Bacterial conjugation. Bacterial conjugation was carried out by inoculating 10 ml of brain heart infusion broth (Oxoid) with approximately 10⁶ donor Salmonella serovar Typhi organisms and an equal number of recipient nalidixic acid-resistant or streptomycin-resistant E. coli K-12 lac⁺ organisms. After overnight incubation at 37°C, transconjugates were selected by plating cells onto Mueller-Hinton agar containing nalidixic acid (32 µg/ml) or streptomycin (32 µg/liter), with antibiotic disks containing ampicillin, tetracycline, sulfamethoxazole, trimethoprim, and chloramphenicol being placed on the surface of the agar. The identities of putative transconjugates growing around each disk were confirmed by lactose fermentation and failure to agglutinate O9- or Vi-specific antisera. Antimicrobial susceptibility was tested by disk diffusion and agar dilution.

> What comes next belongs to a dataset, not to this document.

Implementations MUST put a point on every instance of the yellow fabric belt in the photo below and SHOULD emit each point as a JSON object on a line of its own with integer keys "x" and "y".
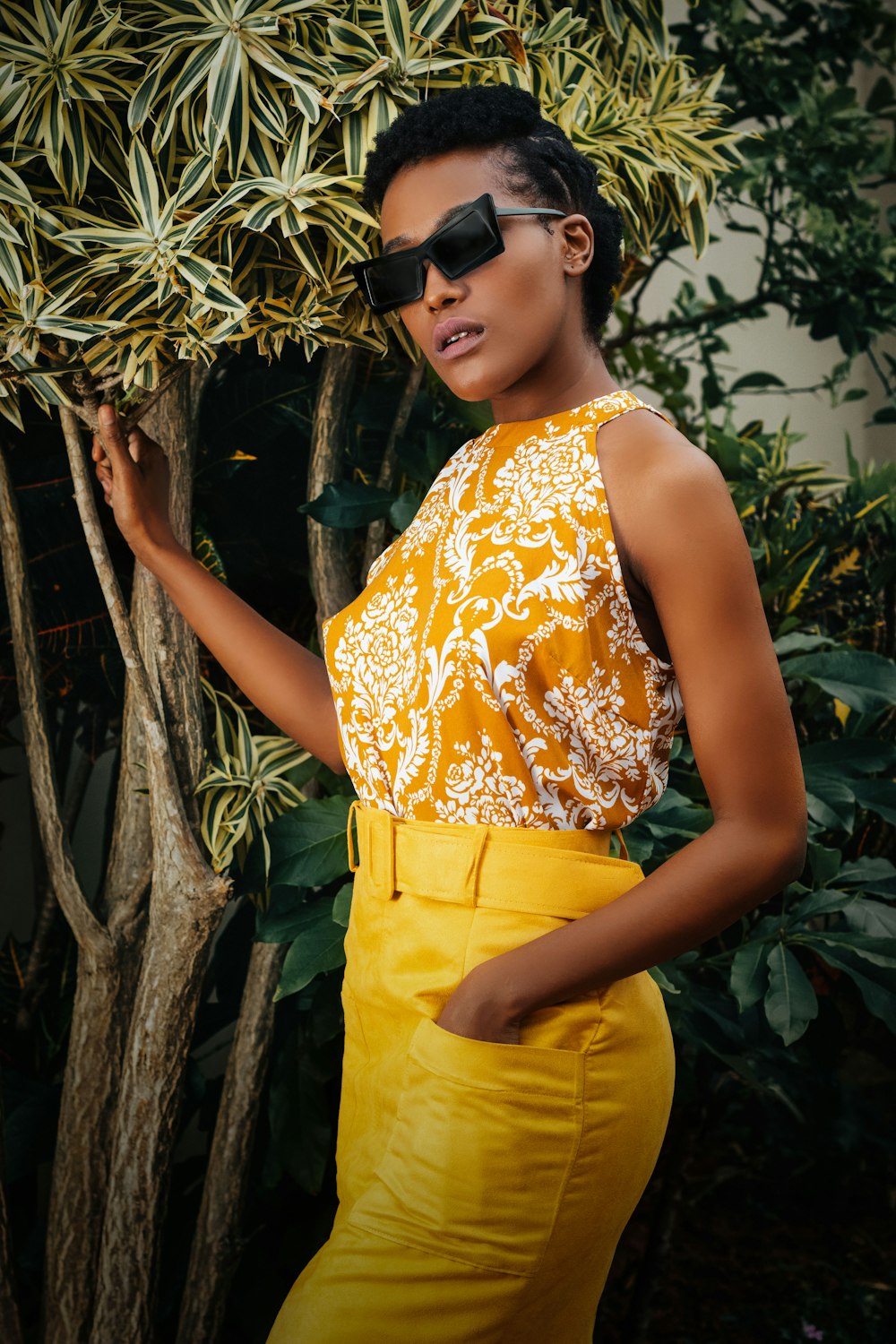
{"x": 565, "y": 873}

PCR identification of resistance genes and class 1 integrons. Whole-cell genomic DNA was extracted from 3-ml overnight cultures of Salmonella serovar Typhi by the cetyltrimethylammonium bromide method (3). The DNA was resuspended in sterile, distilled water and stored at -20°C until use. Primers designed against the antimicrobial resistance genes cat type 1, sul-2, dfrA14, and tetA and the gene for TEM ß-lactamase were used to amplify Salmonella serovar Typhi DNA by PCR (Table 1). Primers were used at a final concentration of 1 µM in a 50-ml reaction mixture containing 1.5 mM MgCl₂; 200 µM (each) dATP, dCTP, dGTP, and dTTP; 1x reaction buffer (Sigma); 2 U of DNA polymerase (Sigma); and 1 µl of DNA as the template. PCR amplification was conducted in a PTC-200 peptide thermal cycler (MJ Research) by using the following program: an initial denaturation at 95.0°C for 5 min; 28 cycles of 95.0°C for 30 s, 57.5° for 1 min, and 72.0°C for 1 min with a final cycle of 95.0°C for 30 s and 57.5°C for 1 min; and a final extension of 72.0°C for 2 min. To describe the incompatibility group and to look for sulfonamide and trimethoprim resistance genes not found by using the first multiplex PCR, further primers were designed and used with the same conditions (Table 1). A selection of PCR products was sequenced to ensure that the product was specific.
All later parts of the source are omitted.